On the market, MetaSite and MenaCalc will compete with multi-gene expression breast cancer recurrence tests, such as Oncotype DX and Agendia's MammaPrint, on price and turnaround time, Rick Pierce, MetaStat's VP of investor relations, told GenomeWeb. Multi-gene expression tests carry a list price of several thousand dollars and can take up to two weeks to return results.
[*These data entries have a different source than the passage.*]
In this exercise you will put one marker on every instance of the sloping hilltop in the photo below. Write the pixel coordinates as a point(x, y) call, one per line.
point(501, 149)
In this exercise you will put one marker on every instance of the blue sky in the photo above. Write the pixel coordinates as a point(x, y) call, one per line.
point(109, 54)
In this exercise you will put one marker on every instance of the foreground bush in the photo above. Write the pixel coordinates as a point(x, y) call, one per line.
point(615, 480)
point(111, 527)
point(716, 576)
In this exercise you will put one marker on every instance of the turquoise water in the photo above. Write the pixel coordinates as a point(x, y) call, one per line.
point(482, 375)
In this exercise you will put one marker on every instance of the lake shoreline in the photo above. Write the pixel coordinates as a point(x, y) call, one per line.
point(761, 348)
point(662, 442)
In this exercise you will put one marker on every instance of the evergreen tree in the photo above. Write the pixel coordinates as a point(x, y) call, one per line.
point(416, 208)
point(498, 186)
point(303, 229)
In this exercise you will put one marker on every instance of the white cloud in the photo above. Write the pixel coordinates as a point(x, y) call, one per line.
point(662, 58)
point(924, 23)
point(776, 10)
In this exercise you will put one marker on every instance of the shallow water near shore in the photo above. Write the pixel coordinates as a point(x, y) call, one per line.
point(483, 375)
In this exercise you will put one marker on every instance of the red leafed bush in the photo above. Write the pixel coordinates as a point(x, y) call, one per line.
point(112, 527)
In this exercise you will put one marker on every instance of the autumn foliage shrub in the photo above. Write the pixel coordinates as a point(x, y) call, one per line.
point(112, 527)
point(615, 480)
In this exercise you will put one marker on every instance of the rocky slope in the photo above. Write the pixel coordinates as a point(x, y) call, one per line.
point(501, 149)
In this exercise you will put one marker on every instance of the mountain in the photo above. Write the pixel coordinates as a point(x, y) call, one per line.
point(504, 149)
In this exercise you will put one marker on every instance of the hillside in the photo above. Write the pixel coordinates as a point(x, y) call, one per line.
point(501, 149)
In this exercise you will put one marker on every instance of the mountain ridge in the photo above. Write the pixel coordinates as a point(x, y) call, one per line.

MetaStat is hoping to keep the price of its test under $1,000 and return results in three to five days.

"These gene panels are indirectly predicting distant metastases by showing upregulation of certain growth and anti-death genes," Gustavson said. "Ours are mechanistic-based tests where we're quantifying the direct mechanism of metastatic disease."

In commercializing its tests, MetaStat plans to start in the community hospitals, "where physicians want good answers at an affordable price, but probably don't have access to more sophisticated treatments that you get at a place like MD Anderson or Dana-Farber," Pierce noted. MetaStat will eventually also target the major cancer centers, where it hopes to make its tests part of the armamentarium that oncologists have to garner deeper insights into patients' tumor characteristics. 

The subset of patients who fall in the intermediate risk category after getting tested on multi-gene expression panels, is one group for which MetaStat hopes its tests could provide more definitive guidance. Usually, patients in this intermediate-risk category get chemotherapy, but not all may need to. "We can help restratify a portion of those patients," Pierce said. "This would be valuable for saving payors money, but more importantly, it would be of tremendous value to patients' lives and outcomes."

The third study MetaStat will conduct will be one in which researchers investigate whether MenaCalc and MetaSite can predict whether invasive breast cancer patients are likely to respond to chemotherapy. The chemo-predictive capability for Oncotype DX has set it apart from other breast cancer recurrence tests and helped its early inclusion in treatment guidelines and insurance coverage policies.

"Our plan is to have the results of all three of these trials by time of commercialization in 2016," Gustavson said.

Pierce added that MetaStat is exploring commercialization partnerships as it refines the launch strategy for its tests.